Also, while a little disappointed, I'm hardly surprised that the college's standards for essays aren't quite so stringent as yours. I mean, if they held everyone to the same standards of lucidity and phrasing and style that we put to just your psychology essay when we were editing it, they'd have to fail a good 50-70% of the classes...

Whether or not their standards are actually a good thing is, as _Quinn is so fond of saying, an exercise left to the reader...

[identity profile] masamage.livejournal.com 2005-04-08 03:37 pm (UTC)(link)
I think the secret is that Andy, and you, and a lot of the people we know, are better writers than most of the world. :P These grading standards are made for people who are learning about philosophy or mythology, not for people who are learning about beautiful essayship. Surely those in a writing class would be higher, and deservedly so.
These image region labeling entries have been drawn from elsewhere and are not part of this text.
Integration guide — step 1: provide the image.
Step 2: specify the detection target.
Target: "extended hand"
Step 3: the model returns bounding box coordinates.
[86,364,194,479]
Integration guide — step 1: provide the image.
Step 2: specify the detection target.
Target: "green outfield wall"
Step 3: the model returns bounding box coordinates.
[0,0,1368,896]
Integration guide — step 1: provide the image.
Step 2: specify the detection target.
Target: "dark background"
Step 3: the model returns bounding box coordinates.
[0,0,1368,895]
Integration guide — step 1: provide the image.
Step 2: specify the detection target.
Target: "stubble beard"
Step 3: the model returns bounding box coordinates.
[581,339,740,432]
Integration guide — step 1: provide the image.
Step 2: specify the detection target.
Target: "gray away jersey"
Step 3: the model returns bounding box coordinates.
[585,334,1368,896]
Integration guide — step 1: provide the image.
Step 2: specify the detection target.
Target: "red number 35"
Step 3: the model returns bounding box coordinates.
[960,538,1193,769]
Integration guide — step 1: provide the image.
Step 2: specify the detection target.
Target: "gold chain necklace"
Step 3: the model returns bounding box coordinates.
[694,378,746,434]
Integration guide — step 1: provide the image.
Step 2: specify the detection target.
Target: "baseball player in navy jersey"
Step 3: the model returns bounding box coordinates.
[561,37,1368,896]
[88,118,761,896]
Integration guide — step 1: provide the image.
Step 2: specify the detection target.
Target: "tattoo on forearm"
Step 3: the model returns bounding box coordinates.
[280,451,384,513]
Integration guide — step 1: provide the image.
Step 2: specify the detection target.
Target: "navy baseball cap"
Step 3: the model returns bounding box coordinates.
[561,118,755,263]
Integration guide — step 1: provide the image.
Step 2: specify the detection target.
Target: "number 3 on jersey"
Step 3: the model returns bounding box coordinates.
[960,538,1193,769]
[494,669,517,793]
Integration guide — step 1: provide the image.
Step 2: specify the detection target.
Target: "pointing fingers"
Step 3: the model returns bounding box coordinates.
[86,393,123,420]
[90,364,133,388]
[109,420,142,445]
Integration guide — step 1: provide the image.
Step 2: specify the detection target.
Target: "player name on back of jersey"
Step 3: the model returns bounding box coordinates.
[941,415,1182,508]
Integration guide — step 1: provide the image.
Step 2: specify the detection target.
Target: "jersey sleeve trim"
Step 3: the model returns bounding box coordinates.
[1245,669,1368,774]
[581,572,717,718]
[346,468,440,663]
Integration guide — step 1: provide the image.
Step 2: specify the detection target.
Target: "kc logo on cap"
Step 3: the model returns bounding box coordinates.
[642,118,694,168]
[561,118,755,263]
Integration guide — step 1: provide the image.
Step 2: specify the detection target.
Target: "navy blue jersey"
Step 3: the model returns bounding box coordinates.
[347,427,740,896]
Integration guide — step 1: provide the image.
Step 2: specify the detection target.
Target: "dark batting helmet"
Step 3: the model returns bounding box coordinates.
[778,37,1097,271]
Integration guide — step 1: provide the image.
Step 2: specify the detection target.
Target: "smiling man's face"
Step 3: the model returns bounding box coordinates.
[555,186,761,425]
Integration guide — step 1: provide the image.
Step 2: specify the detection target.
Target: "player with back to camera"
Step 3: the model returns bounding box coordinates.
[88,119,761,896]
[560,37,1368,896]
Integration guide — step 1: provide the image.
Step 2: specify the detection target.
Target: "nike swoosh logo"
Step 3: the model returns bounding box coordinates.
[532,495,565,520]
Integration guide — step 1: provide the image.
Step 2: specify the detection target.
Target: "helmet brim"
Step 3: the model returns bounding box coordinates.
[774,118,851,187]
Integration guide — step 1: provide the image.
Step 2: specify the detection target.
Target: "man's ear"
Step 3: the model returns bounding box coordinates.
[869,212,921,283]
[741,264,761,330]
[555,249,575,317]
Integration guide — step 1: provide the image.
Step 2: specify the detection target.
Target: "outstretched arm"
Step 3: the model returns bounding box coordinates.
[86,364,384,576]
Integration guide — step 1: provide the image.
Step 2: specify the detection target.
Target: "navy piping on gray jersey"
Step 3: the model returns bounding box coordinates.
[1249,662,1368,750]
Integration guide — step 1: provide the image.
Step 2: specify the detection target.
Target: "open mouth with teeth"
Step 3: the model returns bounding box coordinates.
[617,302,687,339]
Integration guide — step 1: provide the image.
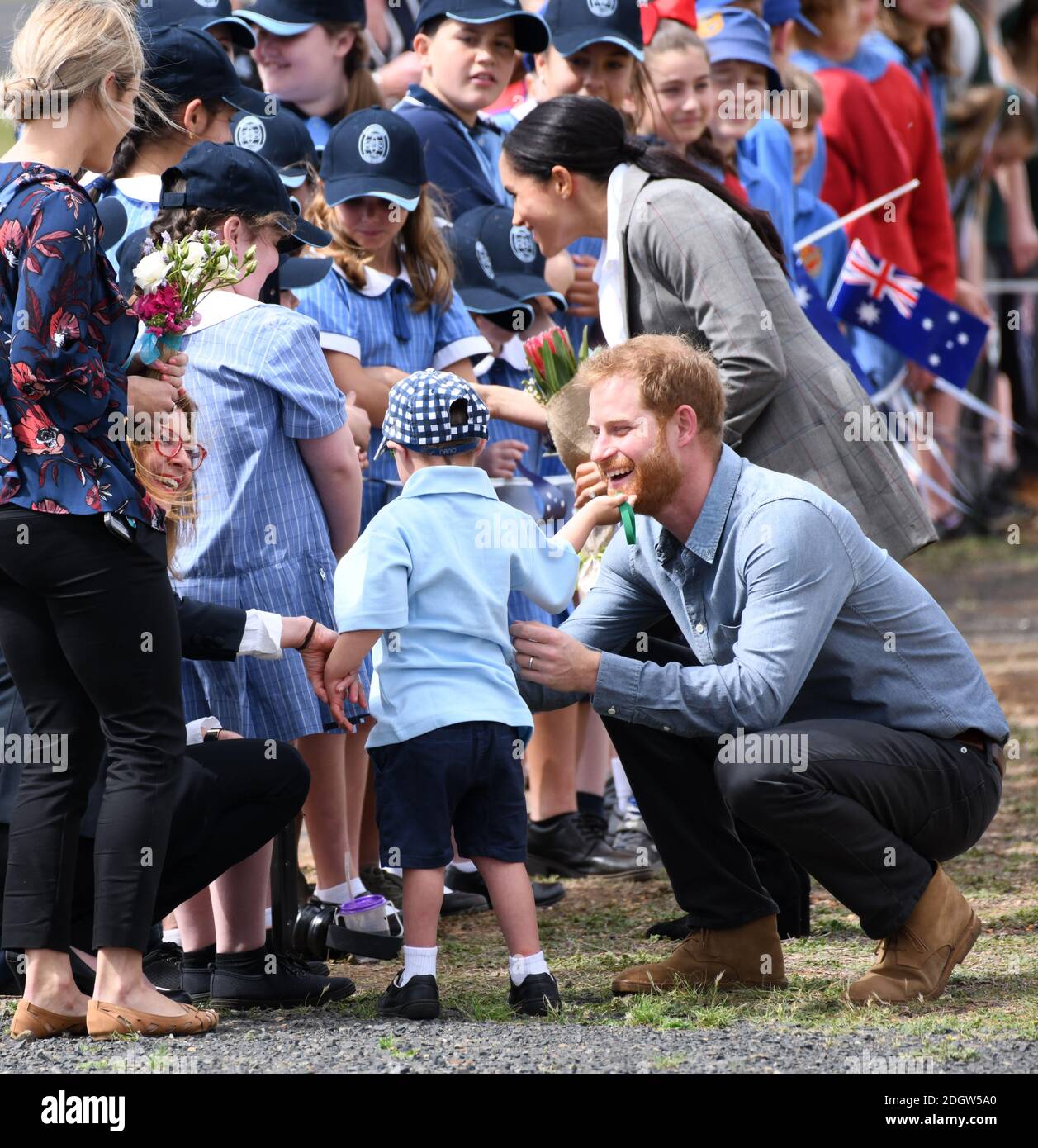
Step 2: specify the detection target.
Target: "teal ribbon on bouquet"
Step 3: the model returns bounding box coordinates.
[123,330,183,371]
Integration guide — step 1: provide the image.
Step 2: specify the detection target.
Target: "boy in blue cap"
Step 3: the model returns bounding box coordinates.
[696,0,794,261]
[325,371,623,1019]
[393,0,550,217]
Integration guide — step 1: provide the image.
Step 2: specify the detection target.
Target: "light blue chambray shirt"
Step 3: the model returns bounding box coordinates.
[335,466,579,747]
[523,438,1009,742]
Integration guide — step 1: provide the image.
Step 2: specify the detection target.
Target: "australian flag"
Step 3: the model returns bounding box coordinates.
[829,239,988,387]
[794,259,876,395]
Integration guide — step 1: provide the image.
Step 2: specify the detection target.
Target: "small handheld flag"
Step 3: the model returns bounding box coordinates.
[829,239,988,388]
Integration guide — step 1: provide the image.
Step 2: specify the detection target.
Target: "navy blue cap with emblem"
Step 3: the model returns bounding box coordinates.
[320,108,426,211]
[235,0,367,36]
[136,0,256,52]
[415,0,551,52]
[544,0,645,59]
[159,140,332,251]
[230,108,320,187]
[374,370,491,458]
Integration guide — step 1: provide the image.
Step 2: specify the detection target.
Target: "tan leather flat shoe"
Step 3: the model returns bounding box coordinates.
[86,1001,220,1040]
[11,997,86,1040]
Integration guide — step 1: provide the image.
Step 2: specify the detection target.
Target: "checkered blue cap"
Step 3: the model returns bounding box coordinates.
[374,371,491,458]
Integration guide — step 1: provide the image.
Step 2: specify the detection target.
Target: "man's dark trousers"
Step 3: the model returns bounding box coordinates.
[604,637,1002,938]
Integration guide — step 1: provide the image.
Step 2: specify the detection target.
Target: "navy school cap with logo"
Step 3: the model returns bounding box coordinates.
[136,0,256,52]
[159,140,332,251]
[235,0,369,36]
[415,0,551,52]
[374,368,491,458]
[320,108,426,211]
[142,27,277,117]
[544,0,645,59]
[230,108,320,187]
[443,206,566,315]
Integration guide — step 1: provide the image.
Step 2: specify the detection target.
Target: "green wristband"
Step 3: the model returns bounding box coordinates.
[620,503,637,547]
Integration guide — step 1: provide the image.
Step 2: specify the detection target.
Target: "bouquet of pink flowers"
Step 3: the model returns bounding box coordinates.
[523,327,591,474]
[133,230,256,364]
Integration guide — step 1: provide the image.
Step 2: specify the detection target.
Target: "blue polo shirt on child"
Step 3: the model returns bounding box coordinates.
[335,466,579,748]
[393,83,511,219]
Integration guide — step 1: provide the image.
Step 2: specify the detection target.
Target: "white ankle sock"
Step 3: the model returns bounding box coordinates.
[509,950,547,985]
[314,880,353,904]
[400,945,436,985]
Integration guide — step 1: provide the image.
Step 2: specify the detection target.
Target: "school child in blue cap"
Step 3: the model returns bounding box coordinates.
[297,108,489,529]
[697,6,794,266]
[394,0,549,217]
[83,26,273,265]
[325,371,623,1019]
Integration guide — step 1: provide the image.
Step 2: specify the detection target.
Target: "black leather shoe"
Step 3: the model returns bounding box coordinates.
[209,953,357,1009]
[443,865,566,909]
[526,813,652,880]
[377,969,440,1021]
[509,972,562,1016]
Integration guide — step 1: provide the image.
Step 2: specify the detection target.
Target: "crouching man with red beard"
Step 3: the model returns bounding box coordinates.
[511,335,1009,1002]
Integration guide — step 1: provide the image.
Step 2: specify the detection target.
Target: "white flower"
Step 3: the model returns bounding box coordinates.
[133,251,168,292]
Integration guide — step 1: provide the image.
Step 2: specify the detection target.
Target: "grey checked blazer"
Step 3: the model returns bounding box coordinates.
[619,164,937,559]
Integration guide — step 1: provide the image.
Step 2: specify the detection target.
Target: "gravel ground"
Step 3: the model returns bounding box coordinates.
[0,1012,1038,1074]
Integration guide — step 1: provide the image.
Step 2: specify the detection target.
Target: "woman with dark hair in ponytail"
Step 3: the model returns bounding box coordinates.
[500,95,935,559]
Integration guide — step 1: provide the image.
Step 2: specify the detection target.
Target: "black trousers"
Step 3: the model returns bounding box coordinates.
[0,738,310,951]
[0,505,183,951]
[605,638,1002,938]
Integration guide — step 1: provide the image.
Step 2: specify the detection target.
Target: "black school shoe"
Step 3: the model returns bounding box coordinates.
[443,865,566,909]
[377,969,440,1021]
[509,972,562,1016]
[209,953,357,1009]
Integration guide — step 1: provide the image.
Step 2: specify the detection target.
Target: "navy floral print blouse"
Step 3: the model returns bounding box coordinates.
[0,162,162,529]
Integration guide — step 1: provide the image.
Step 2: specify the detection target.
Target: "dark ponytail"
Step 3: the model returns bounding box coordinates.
[504,95,785,274]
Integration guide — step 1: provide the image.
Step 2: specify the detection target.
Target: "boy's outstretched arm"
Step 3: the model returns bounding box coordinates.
[325,630,382,729]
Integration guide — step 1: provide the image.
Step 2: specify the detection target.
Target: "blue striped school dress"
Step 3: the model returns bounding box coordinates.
[296,266,491,530]
[476,336,570,626]
[174,291,367,742]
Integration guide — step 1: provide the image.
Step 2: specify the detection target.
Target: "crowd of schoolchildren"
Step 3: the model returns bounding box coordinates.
[0,0,1038,1036]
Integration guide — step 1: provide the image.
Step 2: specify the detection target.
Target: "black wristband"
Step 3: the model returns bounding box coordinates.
[296,618,317,652]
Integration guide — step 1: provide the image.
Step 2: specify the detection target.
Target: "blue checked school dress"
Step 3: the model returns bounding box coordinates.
[174,291,367,742]
[295,266,491,530]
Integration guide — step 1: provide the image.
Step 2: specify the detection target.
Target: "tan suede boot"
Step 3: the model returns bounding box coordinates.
[847,866,980,1004]
[614,916,786,993]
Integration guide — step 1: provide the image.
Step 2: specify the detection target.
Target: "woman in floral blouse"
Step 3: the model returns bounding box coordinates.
[0,0,216,1037]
What I meant by my above post is that, when you know you're a good writer, you can trust in that and not fret for days about being a perfect writer. If you don't learn how to do that, you can survive, but you'll be stressed out most of the time.

[identity profile] garran.livejournal.com 2005-04-08 10:50 pm (UTC)(link)
So what /were/ your grades?

The Philosophy paper, which I handed in late, came back with a 26/30, and the Canadian Politics paper, also late, and which I got back yesterday (almost immediately before writing this entry, natch), received a 19/25. Since I had decided upon handing that in that I'd be happy if I got more than a ten, that pushed me over from 'happy' into 'baffled'.

(From somewhere else in the computer lab, there is a really cute sneeze.)

I trust, to address Rachel's post slightly, that I'm not a bad writer; that is to say, I tend to be pretty confident in my prose (aside for my occasional conviction that it's uniformly impenetrable, which, judging from my family's reaction to the Philosophy paper, is at least partially unfounded). Where I expected these essays, the Canadian Politics particularly, to fall short was in their content... Which may be an indication that the average political science student in that class is not so far advanced over me in their political savvy as I've supposed. In fact, the lesson of this whole thing in general may be that my perception of the rigors of college academia as this daunting, arcane and particularly foreign monolith of a discipline was pretty exaggerated.

Which doesn't sound like a bad thing, does it? But I worry that, if I accept this, I will begin to allow myself to be lazy. One of the fellows in a couple of my classes told me that he tends to write his essays in the middle of the night before they're due, finishing so sleepy as to hardly be coherent. He also told me that his last such essay received an 18/25.

It's so weird, too, this whole thing of grades, the different ways I have to hold them in my head. I don't want to mix up the symbol with the referent - a grade on a paper, or whatever, is mostly interesting and valuable because it's informative. The marker has looked it over, and tried to quantify what they thought of it; though a simplistic and awkward one, the number is an expression of their reaction. At the same time, though, there's an expectation in the air that I should value grades for their own sake - that their acquisition should be one of my primary interests - not least because, if I don't collect enough of these little numerical tokens, I sha'n't be able to advance to the next level. These two perceptions are difficult to reconcile; and this treatment of education as a sort of struggle, or contest of skill, where what's important is the size of your high score, is not intuitive to me at all, and leaves an unpleasant oily taste in my mouth.

Which isn't to say, of course, that Langara as a whole isn't a positive experience; my classes have been awesome enough to couneract this. But it bothers me.